『レッド』1・2巻/山本直樹

レッド(1) (KCデラックス)
レッド(2) (KCデラックス)
 ブックオフでついに見つけた。山本直樹の『レッド』だ。これは読みたくてたまらなかった漫画だ。なにせ、山本直樹連合赤軍を題材に漫画を描くのだ。「真鍋昌平が闇金をテーマに漫画を描く」からある種の成功が連想されるように、これも成功していないはずがない、というところだ。『ありがとう』その他、たまに見せるこの作者の、集団の狂気を、人間の狂気を、暴力を描くときの怖さ、それったらない。そして、集団の中のどうしようもないエロ、エロいのを描かせたらこの作者の右に出る者がいるだろうかって具合だ。

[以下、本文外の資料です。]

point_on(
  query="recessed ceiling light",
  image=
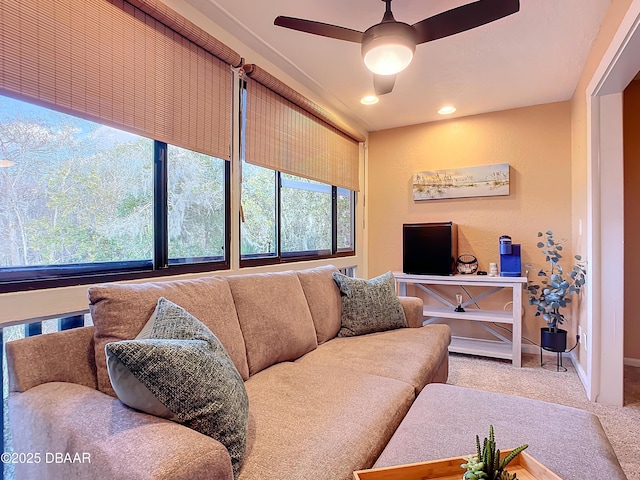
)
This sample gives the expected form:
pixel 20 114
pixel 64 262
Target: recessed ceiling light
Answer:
pixel 5 163
pixel 447 110
pixel 369 100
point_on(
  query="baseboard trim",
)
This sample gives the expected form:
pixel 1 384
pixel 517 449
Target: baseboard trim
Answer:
pixel 582 375
pixel 632 362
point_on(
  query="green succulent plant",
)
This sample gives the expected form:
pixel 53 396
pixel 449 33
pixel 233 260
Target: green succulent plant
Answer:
pixel 552 290
pixel 486 463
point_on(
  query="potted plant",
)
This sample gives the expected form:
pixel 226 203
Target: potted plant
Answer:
pixel 486 463
pixel 552 290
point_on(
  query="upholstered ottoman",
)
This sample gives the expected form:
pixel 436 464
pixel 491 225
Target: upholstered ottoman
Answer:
pixel 444 420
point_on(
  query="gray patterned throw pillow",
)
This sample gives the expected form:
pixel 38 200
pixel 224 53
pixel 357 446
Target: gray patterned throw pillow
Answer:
pixel 369 305
pixel 178 369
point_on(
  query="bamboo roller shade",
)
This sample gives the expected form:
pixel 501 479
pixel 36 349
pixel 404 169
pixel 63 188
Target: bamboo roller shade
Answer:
pixel 112 62
pixel 286 132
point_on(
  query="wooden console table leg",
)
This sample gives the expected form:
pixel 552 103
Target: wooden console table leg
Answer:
pixel 517 325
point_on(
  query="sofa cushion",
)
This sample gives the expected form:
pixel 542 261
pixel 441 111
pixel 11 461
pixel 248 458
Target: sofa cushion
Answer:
pixel 176 368
pixel 369 305
pixel 119 312
pixel 320 422
pixel 323 297
pixel 122 443
pixel 411 355
pixel 274 318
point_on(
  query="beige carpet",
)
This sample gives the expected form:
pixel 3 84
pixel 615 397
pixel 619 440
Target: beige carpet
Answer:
pixel 622 424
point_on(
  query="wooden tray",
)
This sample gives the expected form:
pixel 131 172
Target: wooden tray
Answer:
pixel 525 466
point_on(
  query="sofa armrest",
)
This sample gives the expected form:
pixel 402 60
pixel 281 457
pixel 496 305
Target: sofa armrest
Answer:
pixel 105 439
pixel 66 356
pixel 412 307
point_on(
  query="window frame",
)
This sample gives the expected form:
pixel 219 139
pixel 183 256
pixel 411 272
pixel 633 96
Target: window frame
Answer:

 ……と、期待度120%で読み始めてどうだったか。うーん、この二冊だけを読むに、まだまだ助走段階、そう思った。まだだ、まだ。まだこれからだというところ。しかしながら、これはもう予告された殺人の記録であるからに、それを暗示どころか明示しているところがすごい。

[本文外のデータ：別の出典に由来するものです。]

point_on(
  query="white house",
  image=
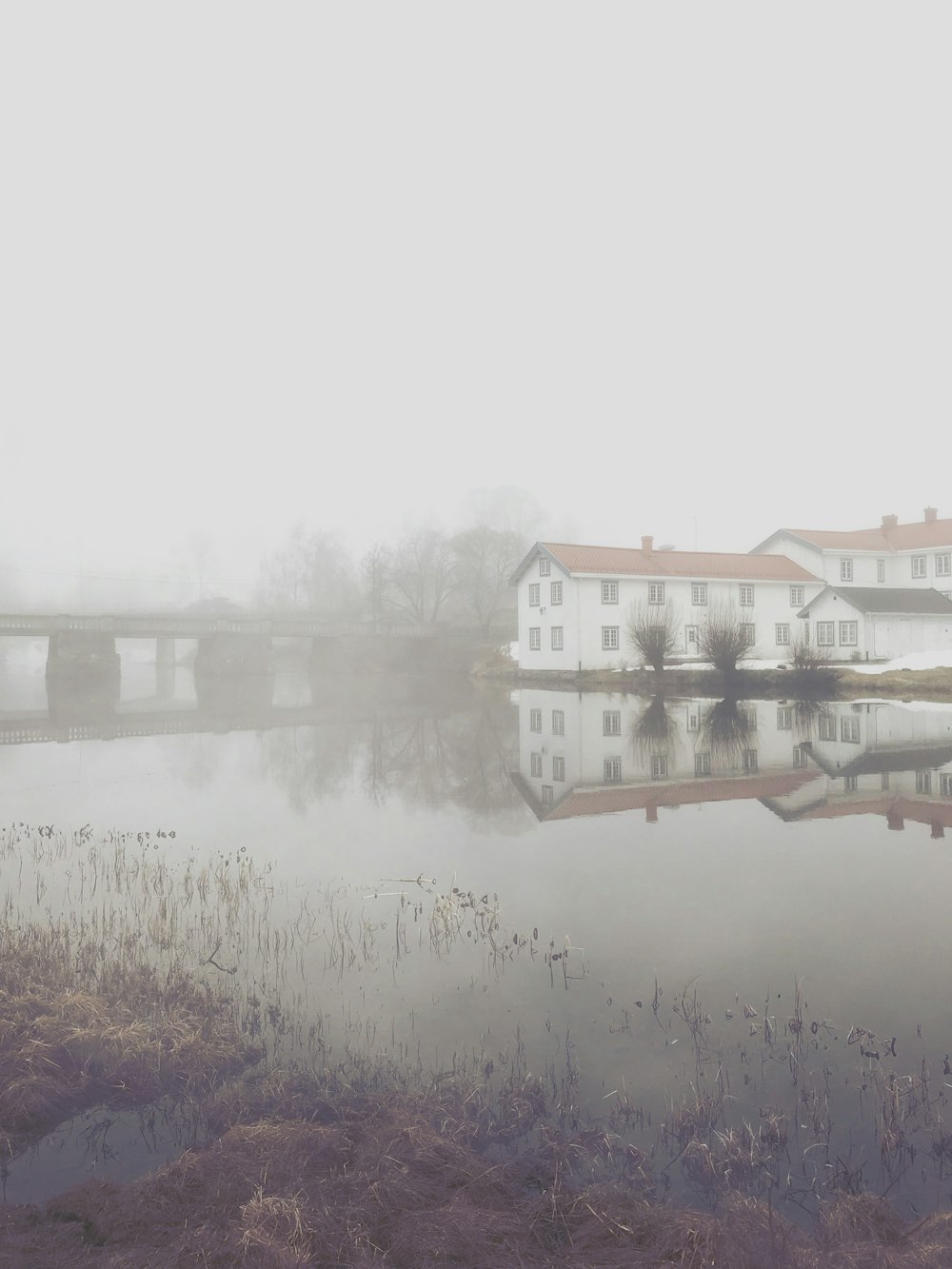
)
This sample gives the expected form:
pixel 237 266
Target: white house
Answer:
pixel 574 601
pixel 879 622
pixel 891 555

 こんな具合に、犧牲者には○数字でナンバーが常に振られていて、なおかつしょっちゅうその人が死ぬまで○○日、逮捕まで○○日ってのが出てくる。これは最初ちょっと違和感あったけど、だんだんくるね。犧牲者ばかりが良い人に描かれているような印象があったり、あるいは「この人は一連の事件では死なないんだ、よかった」と安堵したりと、まあなんというかね。

 さて、登場する面々。これはもうおなじみの面子なんだけれども、やはり永田洋子をあらわすところの赤城のキャラがよい。強烈だ。『光の雨』の裕木奈江ともうまい具合に重なるようであって、クリエイターにある種のインスピレーションを与えるような存在なのかもと思う。
 しかしまあなんだ、やっぱり実名というわけにはいかないか。俺はまだこのあたりについて興味が出てきたくらいのものであって、だいたいこれはあの人だ、くらいの目星はつくが、すんなりと脳内で実名化パッチがはたらくほどではない。もうちょっと叩き込まねばならん。そのためにも、当事者たちの手記あたりをあたってみようかと思っているところ。大昔、中学か高校のころ、立花隆の書いた何かを読んだけれど、あれはどこ行ったかな? あと、父の本棚にはどこかの機関紙的な何か、アングラ的ななにかもあって、ああいうのも実家のなくなるどさくさに確保しておけばよかった。父はワセダで運動していたとよく武勇伝を話したものだが、どこまで信じていいのか、自称ガキ大将程度にしか聞いてなかったが、さて。